Flatulence trumps firearms at a recent “mock mass shooting” event in Texas.
Image via YouTube screen capture
Austin, Texas, was home to two very different types of protests this past Saturday. Shortly after gun rights advocates staged a “mass mock shooting” aimed at highlighting what they see as dangers posed by gun-free zones near the University of Texas campus, protesters waving sex toys and fart machines assembled nearby in an effort to counteract the scare tactics of the day’s earlier event.
“This isn't about guns necessarily,” fart protest organizer Andrew Dobbs reportedly told the assembled flatulent masses. “This is about scaring our community. This is about a choice between fear and a little bit of good humor. We are in a scary time right now and lots of scary things are happening, and some people want us to be more afraid.”
It’s that “little bit of good humor” which led an estimated 100 protesters to chant things like “Texas...farts!” and (the Monty Python-inspired) “We fart in your general direction!” as they wove their way down Austin’s Guadalupe street, reports the Houston Chronicle. And while the cheeky march maybe have taken place too late in the day to actually disrupt the mass mock shooting, it was much better attended—only a dozen or so of the pro-gun advocates reportedly turned out for their event, which featured cardboard firearms and fake blood.
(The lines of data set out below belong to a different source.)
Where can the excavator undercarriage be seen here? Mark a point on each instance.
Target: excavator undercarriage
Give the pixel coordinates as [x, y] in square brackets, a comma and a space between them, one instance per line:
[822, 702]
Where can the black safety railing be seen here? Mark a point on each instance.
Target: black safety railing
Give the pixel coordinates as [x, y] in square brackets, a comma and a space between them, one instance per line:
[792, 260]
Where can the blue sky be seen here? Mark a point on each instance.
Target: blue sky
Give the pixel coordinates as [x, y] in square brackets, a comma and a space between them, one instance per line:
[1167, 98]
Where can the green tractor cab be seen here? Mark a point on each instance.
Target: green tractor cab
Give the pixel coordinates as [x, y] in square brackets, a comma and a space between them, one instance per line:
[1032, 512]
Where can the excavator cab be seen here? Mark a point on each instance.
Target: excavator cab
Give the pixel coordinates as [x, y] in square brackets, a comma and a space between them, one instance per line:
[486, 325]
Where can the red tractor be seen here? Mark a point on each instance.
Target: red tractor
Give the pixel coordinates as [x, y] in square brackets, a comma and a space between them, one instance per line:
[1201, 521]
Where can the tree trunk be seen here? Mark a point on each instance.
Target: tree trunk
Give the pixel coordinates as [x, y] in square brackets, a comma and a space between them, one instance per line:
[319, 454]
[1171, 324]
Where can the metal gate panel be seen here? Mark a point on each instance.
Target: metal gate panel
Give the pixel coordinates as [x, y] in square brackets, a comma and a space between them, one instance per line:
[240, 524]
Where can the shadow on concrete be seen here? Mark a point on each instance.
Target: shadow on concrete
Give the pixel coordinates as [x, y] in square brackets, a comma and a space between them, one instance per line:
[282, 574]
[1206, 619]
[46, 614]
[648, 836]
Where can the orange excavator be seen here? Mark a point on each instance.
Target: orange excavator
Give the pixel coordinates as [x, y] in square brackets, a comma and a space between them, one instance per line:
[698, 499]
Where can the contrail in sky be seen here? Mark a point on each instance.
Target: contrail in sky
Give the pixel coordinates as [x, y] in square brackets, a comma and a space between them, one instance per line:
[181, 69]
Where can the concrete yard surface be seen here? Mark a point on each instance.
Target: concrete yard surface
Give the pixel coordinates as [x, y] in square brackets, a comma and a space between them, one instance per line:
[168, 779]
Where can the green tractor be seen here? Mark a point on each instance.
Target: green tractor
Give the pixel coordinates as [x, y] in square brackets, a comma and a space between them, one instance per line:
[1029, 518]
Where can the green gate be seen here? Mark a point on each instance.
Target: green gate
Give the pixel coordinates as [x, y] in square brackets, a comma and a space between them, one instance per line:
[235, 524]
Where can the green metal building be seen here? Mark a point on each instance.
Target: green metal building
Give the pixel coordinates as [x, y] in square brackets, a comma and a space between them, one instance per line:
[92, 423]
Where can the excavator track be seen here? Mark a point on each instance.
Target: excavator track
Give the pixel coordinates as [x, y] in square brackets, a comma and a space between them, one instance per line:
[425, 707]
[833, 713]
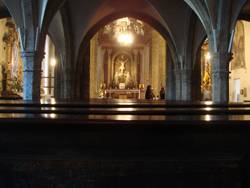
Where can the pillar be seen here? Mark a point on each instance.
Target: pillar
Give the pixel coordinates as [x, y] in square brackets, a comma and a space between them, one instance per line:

\nPolice & Media Arrive Too Late For Mock Mass ShootingPosted by Dan Olivaw on Saturday, December 12, 2015
At issue is a new Texas law which will soon allow for the open carry of handguns on parts of public college campuses. Firearms advocates—such as those behind Saturday’s mock mass shooting—worry that the law will be counteracted by universities declaring some spaces “gun-free zones.”
This is not the first time dildos have been used to highlight gun control advocates’ frustrations with the new Texas law. Earlier this fall, UT Austin student Jessica Lin began organizing “Campus (DILDO) Carry” in which opponents of the open-carry legislation would brandish sex toys—items which can result in a campus citation—in protest against the impending influx of soon-to-be legal guns. Dildos are “just about as effective at protecting us from sociopathic shooters,” wrote Lin at the time, “but much safer for recreational play.”
It’s that same silly-belying-serious concern that Dobbs echoed during his fart-centric protest. “I choose to believe that fear is not the solution to the threat of our time. That laughing in the face of fear is a courageous act and toting a gun around everywhere you go, maybe not so much,” the Houston Chronicle quotes him as saying. “When you come to my community, to the university that I love, and you threaten the lives of my friends, what I have to say is, I'm going to fart in your face!”